The jury in Williams’ capital murder case did not know that Norwood, a church leader, had sexually abused Williams from the age of 13, and had raped him until he bled the previous night. Williams’ lawyers failed to properly represent their client by taking the basic steps necessary for capital cases. His new attorneys argue that prosecutors knew about the abuse, but told Williams’ co-defendant, Marc Draper, to testify that robbery was the motive for the killing.
In fact, Williams’ first 18 years were a tragedy filled with traumatic abuse and no one to help him. He was brutally beaten by his mother and alcoholic stepfather with fists, belts, extension cords and switches. At age 6, he was raped by an older boy in the neighborhood, and came home bleeding and crying. In middle school he was repeatedly raped by his middle school teacher. When a robbery landed Terry in juvenile detention, he was gang raped by two older boys. Williams’ youth was one of exploitation by grown men who used him as a sexual object in exchange for clothes, money, food and other gifts.
Although he suffered Post-Traumatic Stress Disorder as a result of the violence he experienced, Terry received no mental health treatment or counseling. He resorted to alcohol and drugs to self-medicate, and self-mutilation and suicide attempts to deal with his pain. And then he snapped, attacking two of his abusers.
Five of the jurors who sentenced Williams to death now say they did not know the victim was having sex with Williams, or that Williams was abused by other men. Had they been aware, they feel it would have influenced their decision. Further, a number of jurors say they want a life sentence for Terry rather than death. The jurors were not instructed that a life sentence means life without parole. Pennsylvania is the only state where such an instruction is not required.

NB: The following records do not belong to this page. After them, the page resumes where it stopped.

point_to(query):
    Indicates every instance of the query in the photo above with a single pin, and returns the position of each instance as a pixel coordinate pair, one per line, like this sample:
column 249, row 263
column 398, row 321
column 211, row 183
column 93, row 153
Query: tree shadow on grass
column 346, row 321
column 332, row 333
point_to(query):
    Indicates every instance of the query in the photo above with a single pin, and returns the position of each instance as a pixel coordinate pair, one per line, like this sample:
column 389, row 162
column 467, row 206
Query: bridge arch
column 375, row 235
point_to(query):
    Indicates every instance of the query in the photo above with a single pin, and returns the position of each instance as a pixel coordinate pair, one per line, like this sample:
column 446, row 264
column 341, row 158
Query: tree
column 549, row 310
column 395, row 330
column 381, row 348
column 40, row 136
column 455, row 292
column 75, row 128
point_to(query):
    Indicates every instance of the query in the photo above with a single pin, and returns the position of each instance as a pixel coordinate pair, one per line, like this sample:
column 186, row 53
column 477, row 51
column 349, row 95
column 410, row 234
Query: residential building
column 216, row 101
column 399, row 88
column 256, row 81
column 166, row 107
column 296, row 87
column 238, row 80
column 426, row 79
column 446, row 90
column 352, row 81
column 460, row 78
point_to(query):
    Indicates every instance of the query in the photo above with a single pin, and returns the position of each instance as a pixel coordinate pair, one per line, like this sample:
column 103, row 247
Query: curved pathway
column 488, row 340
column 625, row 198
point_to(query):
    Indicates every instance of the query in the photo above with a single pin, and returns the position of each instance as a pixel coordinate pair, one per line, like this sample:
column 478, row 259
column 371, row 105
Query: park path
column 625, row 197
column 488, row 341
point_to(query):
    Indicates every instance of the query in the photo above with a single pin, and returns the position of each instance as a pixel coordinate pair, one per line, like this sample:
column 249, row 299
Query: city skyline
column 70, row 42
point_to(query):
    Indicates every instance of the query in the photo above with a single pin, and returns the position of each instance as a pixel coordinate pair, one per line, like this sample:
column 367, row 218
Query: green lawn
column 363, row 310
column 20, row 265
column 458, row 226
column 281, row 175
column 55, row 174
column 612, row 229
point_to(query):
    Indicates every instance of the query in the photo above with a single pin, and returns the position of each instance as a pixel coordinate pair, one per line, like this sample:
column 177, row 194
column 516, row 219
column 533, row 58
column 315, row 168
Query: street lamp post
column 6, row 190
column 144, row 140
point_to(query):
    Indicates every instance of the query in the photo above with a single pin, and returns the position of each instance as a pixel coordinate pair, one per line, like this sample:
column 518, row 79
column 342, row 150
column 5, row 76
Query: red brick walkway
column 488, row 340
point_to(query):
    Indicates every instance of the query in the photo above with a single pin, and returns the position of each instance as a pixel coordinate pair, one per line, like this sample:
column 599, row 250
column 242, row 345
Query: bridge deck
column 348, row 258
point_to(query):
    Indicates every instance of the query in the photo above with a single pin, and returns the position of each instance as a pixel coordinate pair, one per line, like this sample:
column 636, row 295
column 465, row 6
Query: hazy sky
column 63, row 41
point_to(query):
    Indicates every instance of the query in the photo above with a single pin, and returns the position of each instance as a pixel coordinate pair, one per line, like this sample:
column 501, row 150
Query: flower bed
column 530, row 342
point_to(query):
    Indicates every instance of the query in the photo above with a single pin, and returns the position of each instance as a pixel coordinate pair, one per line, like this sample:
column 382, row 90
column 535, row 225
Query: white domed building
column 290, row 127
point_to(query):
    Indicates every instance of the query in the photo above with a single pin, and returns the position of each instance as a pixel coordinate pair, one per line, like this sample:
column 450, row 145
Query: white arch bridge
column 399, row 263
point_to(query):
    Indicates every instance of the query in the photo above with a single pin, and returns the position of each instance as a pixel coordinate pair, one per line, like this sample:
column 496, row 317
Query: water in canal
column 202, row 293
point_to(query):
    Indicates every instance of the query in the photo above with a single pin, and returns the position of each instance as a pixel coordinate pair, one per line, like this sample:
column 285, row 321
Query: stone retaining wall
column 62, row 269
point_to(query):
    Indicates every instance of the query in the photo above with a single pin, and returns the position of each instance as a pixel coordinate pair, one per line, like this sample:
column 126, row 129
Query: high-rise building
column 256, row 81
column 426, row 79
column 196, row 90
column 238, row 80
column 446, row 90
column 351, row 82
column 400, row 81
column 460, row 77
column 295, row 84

“The reason that I opted for the death sentence was because I was under the impression that if we sentenced Terrance Williams to life in prison then he could get out on parole,” said one of the jurors. “If I had known that a life sentence meant life without parole, I personally would have voted for a life sentence, and I think other people probably would have voted for life too.”

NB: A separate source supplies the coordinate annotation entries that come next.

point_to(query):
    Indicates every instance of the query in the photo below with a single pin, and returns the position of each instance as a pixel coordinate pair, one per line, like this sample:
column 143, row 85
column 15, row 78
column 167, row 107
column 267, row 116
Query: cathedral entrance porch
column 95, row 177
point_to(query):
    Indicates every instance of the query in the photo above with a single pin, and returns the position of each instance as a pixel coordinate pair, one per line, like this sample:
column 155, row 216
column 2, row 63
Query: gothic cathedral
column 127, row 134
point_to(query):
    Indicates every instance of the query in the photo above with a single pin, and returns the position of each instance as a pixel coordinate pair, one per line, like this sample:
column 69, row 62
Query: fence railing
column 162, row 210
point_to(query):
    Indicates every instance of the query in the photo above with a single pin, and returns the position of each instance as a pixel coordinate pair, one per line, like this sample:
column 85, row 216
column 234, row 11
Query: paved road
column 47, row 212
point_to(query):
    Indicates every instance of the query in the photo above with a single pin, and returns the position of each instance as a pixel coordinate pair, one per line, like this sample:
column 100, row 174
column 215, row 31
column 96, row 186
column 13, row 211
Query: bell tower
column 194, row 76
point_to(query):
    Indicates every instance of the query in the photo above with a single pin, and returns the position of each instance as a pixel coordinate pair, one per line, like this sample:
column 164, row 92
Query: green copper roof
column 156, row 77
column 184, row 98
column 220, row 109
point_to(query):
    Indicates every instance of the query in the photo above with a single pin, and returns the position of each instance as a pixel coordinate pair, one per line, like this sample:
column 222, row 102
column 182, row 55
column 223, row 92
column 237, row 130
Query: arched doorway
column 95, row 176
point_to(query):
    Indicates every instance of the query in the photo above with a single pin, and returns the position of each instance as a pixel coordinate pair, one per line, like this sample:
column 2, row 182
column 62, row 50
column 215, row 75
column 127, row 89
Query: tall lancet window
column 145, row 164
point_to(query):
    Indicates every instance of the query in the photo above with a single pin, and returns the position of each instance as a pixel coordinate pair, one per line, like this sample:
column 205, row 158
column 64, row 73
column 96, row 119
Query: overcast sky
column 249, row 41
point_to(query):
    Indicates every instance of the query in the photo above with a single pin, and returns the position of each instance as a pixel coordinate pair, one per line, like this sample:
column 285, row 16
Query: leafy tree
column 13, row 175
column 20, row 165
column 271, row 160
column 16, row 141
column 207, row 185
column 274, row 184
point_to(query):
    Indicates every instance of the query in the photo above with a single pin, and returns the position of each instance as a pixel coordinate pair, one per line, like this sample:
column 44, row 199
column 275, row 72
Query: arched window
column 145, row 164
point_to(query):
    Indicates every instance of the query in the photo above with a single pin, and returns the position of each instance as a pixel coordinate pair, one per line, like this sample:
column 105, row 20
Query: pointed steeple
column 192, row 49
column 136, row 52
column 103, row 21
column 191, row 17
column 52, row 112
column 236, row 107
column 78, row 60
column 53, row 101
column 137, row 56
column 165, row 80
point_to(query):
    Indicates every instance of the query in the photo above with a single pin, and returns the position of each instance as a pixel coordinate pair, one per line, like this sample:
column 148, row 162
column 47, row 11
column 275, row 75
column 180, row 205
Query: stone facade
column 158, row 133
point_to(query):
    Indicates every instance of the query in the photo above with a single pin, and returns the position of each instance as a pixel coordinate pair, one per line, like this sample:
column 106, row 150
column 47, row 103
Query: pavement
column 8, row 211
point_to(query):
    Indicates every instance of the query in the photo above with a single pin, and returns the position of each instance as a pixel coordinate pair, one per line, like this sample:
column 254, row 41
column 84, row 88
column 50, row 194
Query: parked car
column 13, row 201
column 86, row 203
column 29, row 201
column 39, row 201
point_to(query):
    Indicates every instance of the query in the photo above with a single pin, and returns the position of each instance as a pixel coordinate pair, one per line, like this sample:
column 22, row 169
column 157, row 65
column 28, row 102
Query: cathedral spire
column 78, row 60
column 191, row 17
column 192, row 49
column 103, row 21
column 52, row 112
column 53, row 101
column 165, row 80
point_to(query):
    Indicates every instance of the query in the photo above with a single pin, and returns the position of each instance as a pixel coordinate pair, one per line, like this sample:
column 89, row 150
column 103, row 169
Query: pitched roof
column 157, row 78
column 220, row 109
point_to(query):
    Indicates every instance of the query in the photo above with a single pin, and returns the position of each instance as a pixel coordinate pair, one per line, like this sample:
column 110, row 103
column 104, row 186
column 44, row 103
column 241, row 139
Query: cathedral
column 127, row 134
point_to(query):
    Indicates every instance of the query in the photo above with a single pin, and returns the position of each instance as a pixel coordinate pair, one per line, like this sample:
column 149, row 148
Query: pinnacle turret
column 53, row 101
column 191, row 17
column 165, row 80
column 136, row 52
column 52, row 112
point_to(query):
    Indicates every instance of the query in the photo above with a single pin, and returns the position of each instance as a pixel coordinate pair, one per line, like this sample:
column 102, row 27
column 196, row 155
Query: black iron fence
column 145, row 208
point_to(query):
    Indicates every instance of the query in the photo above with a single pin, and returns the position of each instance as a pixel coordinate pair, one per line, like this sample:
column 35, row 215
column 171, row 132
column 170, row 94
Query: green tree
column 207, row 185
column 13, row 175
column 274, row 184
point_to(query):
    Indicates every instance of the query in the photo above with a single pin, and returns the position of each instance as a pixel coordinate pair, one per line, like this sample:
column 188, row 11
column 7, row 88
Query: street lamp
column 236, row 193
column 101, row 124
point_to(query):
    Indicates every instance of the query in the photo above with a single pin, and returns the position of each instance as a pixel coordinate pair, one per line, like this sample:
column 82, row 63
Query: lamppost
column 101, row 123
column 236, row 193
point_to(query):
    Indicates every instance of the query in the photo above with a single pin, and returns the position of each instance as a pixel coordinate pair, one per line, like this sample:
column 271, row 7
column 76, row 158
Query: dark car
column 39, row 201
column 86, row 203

Mamie Norwood, the widow of Amos Norwood, also wants to see Williams’ life spared. She says the execution would go against her Christian beliefs, and she has forgiven him.
Meanwhile, dozens of former judges and prosecutors, child advocates, law professors, mental health professionals and religious leaders, including the Archbishop of Philadelphia, have publicly demanded a commutation of Terry Williams’ death sentence. They join a host of human rights organizations and the European Union in calling for clemency.

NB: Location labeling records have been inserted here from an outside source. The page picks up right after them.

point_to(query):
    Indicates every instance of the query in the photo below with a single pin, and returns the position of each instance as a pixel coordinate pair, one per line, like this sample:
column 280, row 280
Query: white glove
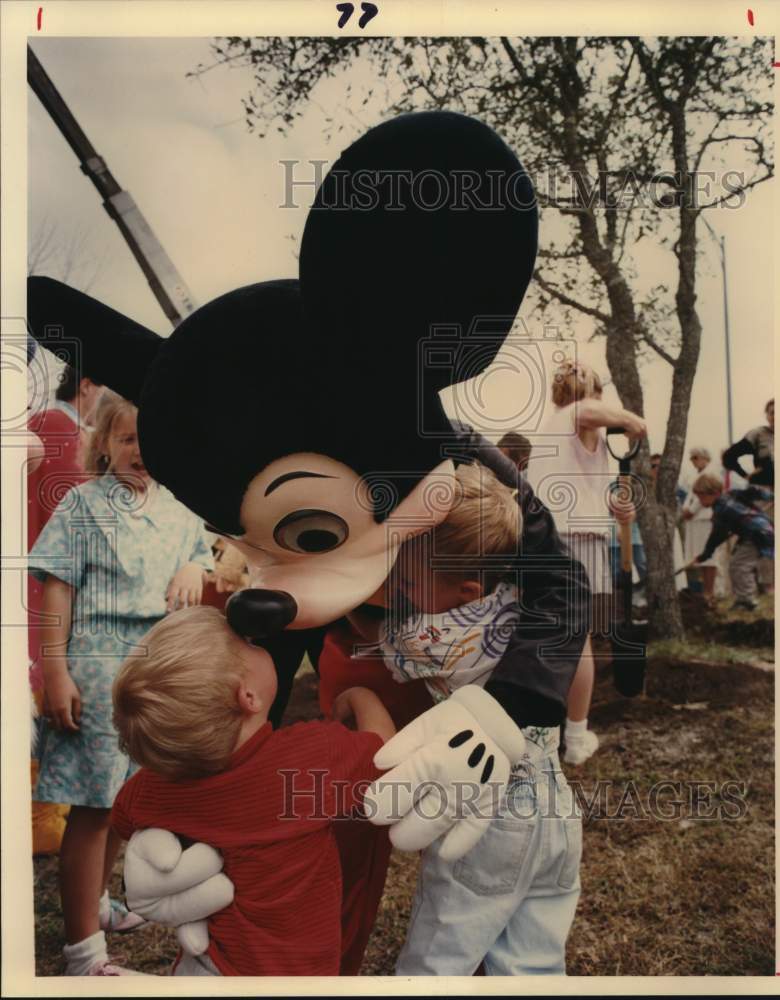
column 465, row 771
column 171, row 886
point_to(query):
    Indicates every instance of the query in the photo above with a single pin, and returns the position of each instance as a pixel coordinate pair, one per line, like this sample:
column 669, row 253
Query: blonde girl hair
column 110, row 406
column 175, row 697
column 573, row 381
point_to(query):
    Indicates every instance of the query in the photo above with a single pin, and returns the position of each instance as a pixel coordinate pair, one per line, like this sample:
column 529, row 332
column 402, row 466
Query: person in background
column 56, row 438
column 737, row 512
column 516, row 447
column 117, row 554
column 760, row 444
column 698, row 522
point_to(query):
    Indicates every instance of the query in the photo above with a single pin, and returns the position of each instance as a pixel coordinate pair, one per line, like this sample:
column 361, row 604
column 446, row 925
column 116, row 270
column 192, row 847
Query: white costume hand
column 463, row 770
column 171, row 886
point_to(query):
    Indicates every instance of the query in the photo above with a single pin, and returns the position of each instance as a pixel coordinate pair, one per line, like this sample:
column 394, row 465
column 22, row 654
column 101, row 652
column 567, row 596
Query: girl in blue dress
column 118, row 553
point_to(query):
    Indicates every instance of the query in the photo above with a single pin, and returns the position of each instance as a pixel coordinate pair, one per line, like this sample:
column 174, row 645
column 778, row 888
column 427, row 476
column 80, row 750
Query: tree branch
column 568, row 301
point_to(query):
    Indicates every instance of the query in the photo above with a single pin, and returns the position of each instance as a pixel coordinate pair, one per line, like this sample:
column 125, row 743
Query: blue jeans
column 510, row 900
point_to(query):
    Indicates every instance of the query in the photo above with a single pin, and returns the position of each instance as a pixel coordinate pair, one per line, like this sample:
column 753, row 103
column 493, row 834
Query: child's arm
column 63, row 699
column 593, row 413
column 186, row 587
column 369, row 712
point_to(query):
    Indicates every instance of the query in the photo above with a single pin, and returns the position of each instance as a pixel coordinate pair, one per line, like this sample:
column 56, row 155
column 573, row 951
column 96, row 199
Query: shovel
column 629, row 640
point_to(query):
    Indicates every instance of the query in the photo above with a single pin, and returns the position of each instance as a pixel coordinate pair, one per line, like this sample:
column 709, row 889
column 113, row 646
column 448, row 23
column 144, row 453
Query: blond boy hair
column 707, row 483
column 484, row 520
column 109, row 408
column 573, row 381
column 176, row 696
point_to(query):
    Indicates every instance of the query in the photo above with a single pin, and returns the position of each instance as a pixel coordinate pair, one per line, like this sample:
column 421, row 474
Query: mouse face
column 300, row 417
column 311, row 536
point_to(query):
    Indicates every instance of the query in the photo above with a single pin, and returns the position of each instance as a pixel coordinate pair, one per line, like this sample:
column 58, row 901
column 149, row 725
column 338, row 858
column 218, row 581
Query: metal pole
column 167, row 285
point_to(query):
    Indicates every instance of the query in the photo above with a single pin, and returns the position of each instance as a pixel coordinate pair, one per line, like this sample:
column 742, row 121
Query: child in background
column 192, row 708
column 117, row 553
column 570, row 474
column 737, row 512
column 698, row 522
column 510, row 900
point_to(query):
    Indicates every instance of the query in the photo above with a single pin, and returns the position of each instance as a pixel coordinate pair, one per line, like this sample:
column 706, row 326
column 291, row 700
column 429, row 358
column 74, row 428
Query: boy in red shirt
column 191, row 706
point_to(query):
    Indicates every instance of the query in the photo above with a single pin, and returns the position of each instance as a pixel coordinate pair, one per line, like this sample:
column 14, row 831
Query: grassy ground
column 684, row 895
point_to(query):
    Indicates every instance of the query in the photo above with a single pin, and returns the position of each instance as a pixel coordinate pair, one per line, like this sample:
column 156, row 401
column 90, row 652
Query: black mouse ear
column 99, row 342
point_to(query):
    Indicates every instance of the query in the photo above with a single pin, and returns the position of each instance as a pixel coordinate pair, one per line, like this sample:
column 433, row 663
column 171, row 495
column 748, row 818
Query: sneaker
column 119, row 919
column 105, row 967
column 578, row 749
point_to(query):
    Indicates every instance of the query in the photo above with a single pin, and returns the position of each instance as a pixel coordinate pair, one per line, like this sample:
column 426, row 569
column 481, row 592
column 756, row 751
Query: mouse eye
column 311, row 531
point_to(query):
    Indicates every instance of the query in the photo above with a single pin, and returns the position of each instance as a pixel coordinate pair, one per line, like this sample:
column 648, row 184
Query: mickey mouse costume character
column 415, row 258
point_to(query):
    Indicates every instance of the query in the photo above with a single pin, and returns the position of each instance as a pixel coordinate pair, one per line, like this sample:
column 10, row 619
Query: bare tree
column 627, row 138
column 65, row 257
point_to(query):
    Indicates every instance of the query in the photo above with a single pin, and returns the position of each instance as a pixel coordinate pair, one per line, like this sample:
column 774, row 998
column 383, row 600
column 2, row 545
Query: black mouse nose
column 259, row 614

The Williams case comes at a time when child abuse is front and center in the national consciousness, due in no small part to two high-profile sex abuse scandals in the Keystone state. Jerry Sandusky, a former assistant coach at Penn State University, was convicted of sexually abusing young boys. A scathing report from former FBI director Louis Freeh found that university officials failed to intervene and protect children.
And the Archdiocese of Philadelphia has been under fire for providing cover to men of the cloth who abuse children. Recently, Monsignor William J. Lynn— the former secretary clergy for the Archdiocese of Philadelphia— was found guilty of endangering children and protecting predatory priests from the law. He was sentenced to 3 to 6 years.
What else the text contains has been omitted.